# What program can cut this AI file?



## woox (Aug 22, 2008)

I have this AI file I want to cut using my CNC router:
http://www.engadget.com/videos/xbox-360-laptop.ai

Wondering what program can I insert this into to easily output g-code and draw tool paths? Will mach 3 do it?


----------



## Charles M (Apr 10, 2006)

.ai is the extension for native Adobe Illustrator files. If you don't have Illustrator you can download Inkscape the comparable open source version which will open it and can save as many different file types including dxf. From there you can import into any CAD program.


----------



## bobj3 (Jan 17, 2006)

HI woox

Adobe Reader will also read the file, see below, then inside of AR you can copy and paste anything you see on the screen with the built in tool .. 

Also you may want to check out the free eMachine Shop program,great free program.. 

http://www.emachineshop.com/

the last picture is from eMachine shop

.........



woox said:


> I have this AI file I want to cut using my CNC router:
> http://www.engadget.com/videos/xbox-360-laptop.ai
> 
> Wondering what program can I insert this into to easily output g-code and draw tool paths? Will mach 3 do it?


----------



## woox (Aug 22, 2008)

bobj3 said:


> HI woox
> 
> Adobe Reader will also read the file, see below, then inside of AR you can copy and paste anything you see on the screen with the built in tool ..
> 
> ...


So I should convert my AI file to dxf via INSCAPE and draw my toolpath and gcode via emachineshop?


----------



## woox (Aug 22, 2008)

*bump*?


----------



## Charles M (Apr 10, 2006)

You can convert the AI file in Inkscape but I don't think emachineshop will output the tool paths. If I understand correctly, that software is proprietary and intended for rendering in 3D and getting parts made. Do you have software now that can do your gcode or is that what you are after?


----------



## woox (Aug 22, 2008)

Charles M said:


> You can convert the AI file in Inkscape but I don't think emachineshop will output the tool paths.
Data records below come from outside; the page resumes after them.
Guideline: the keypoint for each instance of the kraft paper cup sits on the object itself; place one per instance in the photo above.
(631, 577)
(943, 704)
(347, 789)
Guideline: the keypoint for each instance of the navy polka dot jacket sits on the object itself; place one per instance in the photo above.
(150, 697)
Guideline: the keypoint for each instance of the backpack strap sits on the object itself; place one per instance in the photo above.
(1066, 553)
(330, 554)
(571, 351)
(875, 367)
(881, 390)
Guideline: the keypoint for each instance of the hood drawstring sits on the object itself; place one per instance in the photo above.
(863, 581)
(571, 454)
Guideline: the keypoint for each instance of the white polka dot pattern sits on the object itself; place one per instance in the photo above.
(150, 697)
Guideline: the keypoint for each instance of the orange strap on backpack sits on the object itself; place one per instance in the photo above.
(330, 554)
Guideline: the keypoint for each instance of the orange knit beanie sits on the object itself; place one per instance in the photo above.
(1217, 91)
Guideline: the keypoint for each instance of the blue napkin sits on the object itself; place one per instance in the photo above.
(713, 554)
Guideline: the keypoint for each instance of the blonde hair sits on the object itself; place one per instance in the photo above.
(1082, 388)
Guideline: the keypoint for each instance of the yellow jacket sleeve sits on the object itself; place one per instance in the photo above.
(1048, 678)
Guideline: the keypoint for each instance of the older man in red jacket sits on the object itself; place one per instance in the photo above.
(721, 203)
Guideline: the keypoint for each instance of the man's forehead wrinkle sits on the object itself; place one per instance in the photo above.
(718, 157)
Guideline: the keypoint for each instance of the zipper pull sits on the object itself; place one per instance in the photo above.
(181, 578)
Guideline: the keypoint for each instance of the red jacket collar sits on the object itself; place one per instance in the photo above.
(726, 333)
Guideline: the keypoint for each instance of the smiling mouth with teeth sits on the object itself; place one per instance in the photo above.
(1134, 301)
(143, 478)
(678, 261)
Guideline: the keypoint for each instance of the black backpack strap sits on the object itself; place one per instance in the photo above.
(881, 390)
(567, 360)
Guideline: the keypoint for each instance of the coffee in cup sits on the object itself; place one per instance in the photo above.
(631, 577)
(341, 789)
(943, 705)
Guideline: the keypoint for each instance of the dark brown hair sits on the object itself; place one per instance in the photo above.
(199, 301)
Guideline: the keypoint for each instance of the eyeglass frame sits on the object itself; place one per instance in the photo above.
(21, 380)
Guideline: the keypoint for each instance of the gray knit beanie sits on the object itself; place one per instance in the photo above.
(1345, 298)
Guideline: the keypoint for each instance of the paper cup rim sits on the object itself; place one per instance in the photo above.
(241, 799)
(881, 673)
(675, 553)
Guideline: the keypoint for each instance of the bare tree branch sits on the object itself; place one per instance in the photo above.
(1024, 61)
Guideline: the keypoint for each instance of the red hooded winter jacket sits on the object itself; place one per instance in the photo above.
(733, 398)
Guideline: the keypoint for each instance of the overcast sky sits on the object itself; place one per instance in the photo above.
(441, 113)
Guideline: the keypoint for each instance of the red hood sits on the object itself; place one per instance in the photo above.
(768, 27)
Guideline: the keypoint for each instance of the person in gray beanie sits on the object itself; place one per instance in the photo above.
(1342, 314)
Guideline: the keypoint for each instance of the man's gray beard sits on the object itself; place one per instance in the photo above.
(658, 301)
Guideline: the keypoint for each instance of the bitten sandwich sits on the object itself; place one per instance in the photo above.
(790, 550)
If I understand correctly, that software is proprietary and intended for rendering in 3D and getting parts made. Do you have software now that can do your gcode or is that what you are after?
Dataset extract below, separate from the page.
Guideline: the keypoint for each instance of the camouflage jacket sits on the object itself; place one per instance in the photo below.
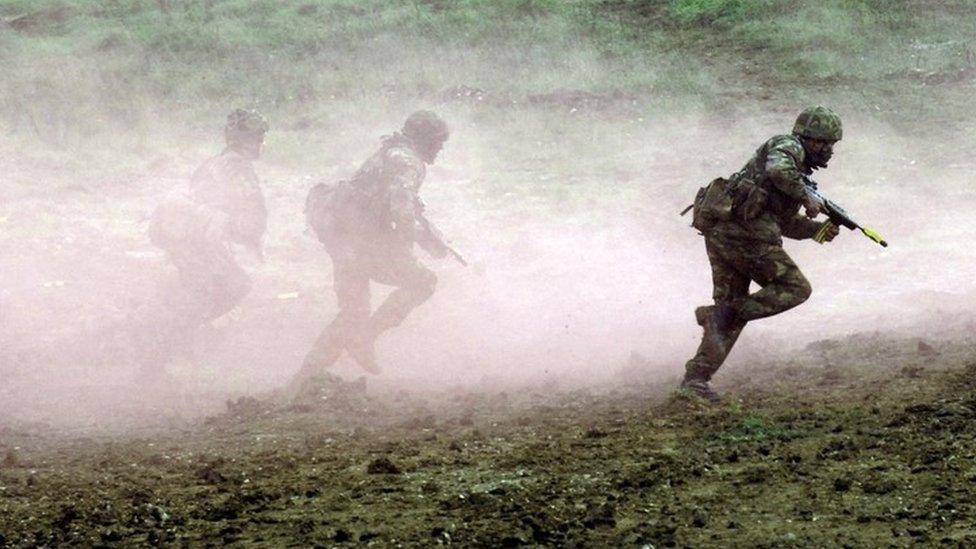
(226, 184)
(382, 198)
(777, 167)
Yeah basically I want to output that AI file to gcode and future ones as well. I understand I need to use inscape to convert that AI but what software can output the gcode for it in a simple fashion? Its all 2d cutting.


----------



## woox (Aug 22, 2008)

Any help?


----------



## Charles M (Apr 10, 2006)

CNC router software is not my forte so I can't provide any guidance there. As far as I know it tends to be pretty expensive. Didn't you get anything with your router?


----------



## calgrdnr (Dec 16, 2007)

Here is program that can do it . I have Vectric products all are great that I own . The support fantastic 

vectric.com/WebSite/Vectric/cut2D/c2d_index.htm

I am a newbe here can't post link ....


----------